NONCLINICAL TOXICOLOGY SECTION
13 NONCLINICAL TOXICOLOGY
13.1 Carcinogenesis, Mutagenesis, Impairment of Fertility
Sildenafil was not carcinogenic when administered to rats for up to 24 months at 60 mg/kg/day, a dose resulting in total systemic exposure (AUC) to unbound sildenafil and its major metabolite 33- and 37- times, for male and female rats respectively, the human exposure at the RHD of 20 mg three times a day. Sildenafil was not carcinogenic when administered to male and female mice for up to 21 and 18 months, respectively, at doses up to a maximally tolerated level of 10 mg/kg/day, a dose equivalent to the RHD on a mg/m 2 basis.

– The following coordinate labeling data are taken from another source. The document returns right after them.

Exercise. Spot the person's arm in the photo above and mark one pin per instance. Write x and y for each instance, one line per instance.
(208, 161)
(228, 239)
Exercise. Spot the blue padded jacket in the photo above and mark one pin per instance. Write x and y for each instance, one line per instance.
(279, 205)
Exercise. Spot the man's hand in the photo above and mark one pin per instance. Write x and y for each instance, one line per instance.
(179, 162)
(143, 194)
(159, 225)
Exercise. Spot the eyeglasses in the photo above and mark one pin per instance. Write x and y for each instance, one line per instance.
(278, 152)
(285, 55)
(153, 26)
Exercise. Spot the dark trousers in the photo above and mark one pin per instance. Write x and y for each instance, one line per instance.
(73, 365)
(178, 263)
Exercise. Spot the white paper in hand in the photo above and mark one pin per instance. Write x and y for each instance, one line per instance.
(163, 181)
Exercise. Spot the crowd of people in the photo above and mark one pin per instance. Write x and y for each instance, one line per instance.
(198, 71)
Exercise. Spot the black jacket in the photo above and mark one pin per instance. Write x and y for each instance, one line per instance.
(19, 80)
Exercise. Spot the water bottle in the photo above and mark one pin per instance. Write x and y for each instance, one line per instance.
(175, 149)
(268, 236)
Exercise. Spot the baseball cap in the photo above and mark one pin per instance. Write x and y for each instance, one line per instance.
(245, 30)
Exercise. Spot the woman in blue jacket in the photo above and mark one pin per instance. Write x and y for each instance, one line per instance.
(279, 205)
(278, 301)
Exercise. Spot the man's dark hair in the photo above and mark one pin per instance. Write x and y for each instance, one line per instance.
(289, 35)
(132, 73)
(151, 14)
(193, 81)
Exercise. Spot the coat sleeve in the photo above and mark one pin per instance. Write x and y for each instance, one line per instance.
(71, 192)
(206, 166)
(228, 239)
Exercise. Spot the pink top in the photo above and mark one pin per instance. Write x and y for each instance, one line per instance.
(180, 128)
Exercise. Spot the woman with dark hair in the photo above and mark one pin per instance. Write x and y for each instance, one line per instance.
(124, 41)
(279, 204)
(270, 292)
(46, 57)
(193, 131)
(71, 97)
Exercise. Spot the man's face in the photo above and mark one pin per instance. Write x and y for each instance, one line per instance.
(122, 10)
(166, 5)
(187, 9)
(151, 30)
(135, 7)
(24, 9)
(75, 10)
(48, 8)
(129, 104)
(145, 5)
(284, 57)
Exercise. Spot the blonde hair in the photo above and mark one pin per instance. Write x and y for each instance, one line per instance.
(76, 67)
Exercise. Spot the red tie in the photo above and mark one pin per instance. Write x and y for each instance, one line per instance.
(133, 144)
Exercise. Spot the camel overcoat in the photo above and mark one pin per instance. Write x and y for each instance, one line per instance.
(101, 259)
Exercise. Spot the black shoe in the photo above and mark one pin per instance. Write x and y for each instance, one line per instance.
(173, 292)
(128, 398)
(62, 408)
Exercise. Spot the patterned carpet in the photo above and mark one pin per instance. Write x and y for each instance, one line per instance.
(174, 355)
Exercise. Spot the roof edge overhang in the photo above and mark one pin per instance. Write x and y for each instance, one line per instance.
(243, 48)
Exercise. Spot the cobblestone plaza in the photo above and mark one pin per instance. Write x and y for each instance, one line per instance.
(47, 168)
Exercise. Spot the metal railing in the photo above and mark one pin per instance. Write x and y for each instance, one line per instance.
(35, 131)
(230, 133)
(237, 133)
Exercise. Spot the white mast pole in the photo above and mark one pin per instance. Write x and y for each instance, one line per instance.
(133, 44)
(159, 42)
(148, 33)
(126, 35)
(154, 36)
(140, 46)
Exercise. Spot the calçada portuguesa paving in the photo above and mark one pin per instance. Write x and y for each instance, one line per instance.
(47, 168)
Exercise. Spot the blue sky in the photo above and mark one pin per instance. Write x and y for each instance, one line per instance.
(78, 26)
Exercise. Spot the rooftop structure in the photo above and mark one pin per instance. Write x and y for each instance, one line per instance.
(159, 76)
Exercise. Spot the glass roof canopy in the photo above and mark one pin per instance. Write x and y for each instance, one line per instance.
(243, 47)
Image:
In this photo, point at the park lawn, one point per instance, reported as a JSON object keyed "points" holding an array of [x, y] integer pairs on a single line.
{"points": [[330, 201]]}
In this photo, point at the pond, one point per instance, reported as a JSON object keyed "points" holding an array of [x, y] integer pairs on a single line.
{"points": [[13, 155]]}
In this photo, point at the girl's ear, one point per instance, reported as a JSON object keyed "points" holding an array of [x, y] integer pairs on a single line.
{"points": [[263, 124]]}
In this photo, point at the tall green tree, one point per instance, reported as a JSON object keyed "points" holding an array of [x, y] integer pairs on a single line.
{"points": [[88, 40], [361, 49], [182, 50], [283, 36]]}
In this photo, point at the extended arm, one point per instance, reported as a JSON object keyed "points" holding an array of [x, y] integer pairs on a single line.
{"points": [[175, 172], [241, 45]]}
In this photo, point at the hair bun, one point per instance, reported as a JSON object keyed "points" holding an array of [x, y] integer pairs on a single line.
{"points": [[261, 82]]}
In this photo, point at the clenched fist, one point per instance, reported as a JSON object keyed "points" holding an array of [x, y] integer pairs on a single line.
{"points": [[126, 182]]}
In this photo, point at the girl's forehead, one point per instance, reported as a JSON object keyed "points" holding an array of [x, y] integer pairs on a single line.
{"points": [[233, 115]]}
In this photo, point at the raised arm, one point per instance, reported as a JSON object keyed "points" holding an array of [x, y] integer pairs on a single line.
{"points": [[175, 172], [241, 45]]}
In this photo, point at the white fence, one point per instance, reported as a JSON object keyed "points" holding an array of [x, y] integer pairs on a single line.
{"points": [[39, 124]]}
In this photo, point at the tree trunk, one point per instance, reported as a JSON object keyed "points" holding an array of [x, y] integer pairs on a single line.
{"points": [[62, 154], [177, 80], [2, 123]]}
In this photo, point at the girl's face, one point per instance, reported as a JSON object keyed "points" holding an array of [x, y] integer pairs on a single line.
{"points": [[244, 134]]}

Sildenafil was negative in in vitro bacterial and Chinese hamster ovary cell assays to detect mutagenicity, and in vitro human lymphocytes and in vivo mouse micronucleus assays to detect clastogenicity.
There was no impairment of fertility in male or female rats given up to 60 mg sildenafil/kg/day, a dose producing a total systemic exposure (AUC) to unbound sildenafil and its major metabolite of 19- and 38- times for males and females, respectively, the human exposure at the RHD of 20 mg three times a day.